I think that there’s some chance for this, Ukraine seems to be willing to say “we might be willing to declare neutrality. Essentially saying “we would not take a part in a conflict,” which I think implicitly means you cannot join NATO. Because if you’re in NATO, you have to commit to going to war, if another member is attacked; it’s not a neutral agreement. So no joining NATO, neutrality and in exchange, they want some security guarantees from countries in the West and the United States as well, that they would come to their assistance if Russia invaded. And then we’ll see what Russia is going to concede here. 

Will they stop killing people? Will they stop the invasion? Will they pull their forces back? Will they focus on the east? Will they leave entirely? This all remains to be seen, but I think that there are some glimmers of hope. So that’s some reason to be optimistic.

Yass: Great. Well, thank you so much, Shane. That was awesome. I guess for fun, if you have time, do you want to share what your favorite class at Wake was?

Harris: My favorite class? Wow.

Yass: Or memory.

Harris: My favorite memories are from being in the Lilting Banshees. I was in the early, early OG, Banshees, and I’m very proud and happy to see the troupe going strong today. I was a politics major, even though I spent a lot of my time with the troupe and a lot of my time in the theater, Wake Forest theater. I took a seminar class my senior year, it was a requirement for everybody in the major, and it was Kathy Smith’s class on political communication. 

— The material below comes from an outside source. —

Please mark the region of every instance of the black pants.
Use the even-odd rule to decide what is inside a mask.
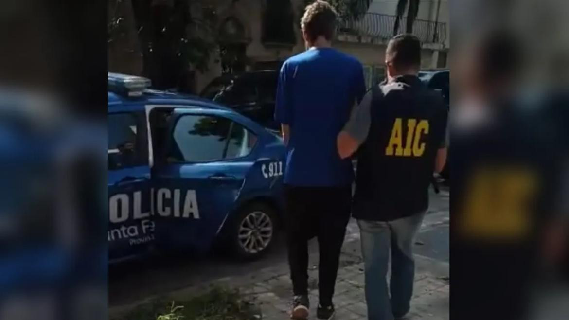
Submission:
[[[352,188],[286,186],[288,264],[295,296],[308,294],[308,241],[318,238],[320,303],[332,303],[340,253],[350,218]]]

I was just fascinated by it on its own. We looked a lot at not just how politicians use rhetoric on the campaign trail, but the role of the media at the time. Cable news was really dominant, this the late 90s. This is before the internet really takes over how we get information. It was just so fascinating to think about how the media played a role in how we interact with our government, how we think about government and the world. And I swear, the things that I learned in that class became bedrock, just principles that ended up forming my career as a journalist. 

I did not know I wanted to be a journalist. I had no intention of going into journalism. I didn’t write for the Old Gold & Black. I was just fascinated by it though. And then a couple of years later, when I became a journalist, I look back at that class and go “wow, that class really prepared me really well” and it gave me some ground level kind of basics for how to think about what journalists do and the role that we play in our democracy. It’s stuck with me ever since.

Yass: Awesome. Well, it definitely serves you well.

Harris: Well, thank you and thanks for the chance to come talk to you guys. Keep up the great work.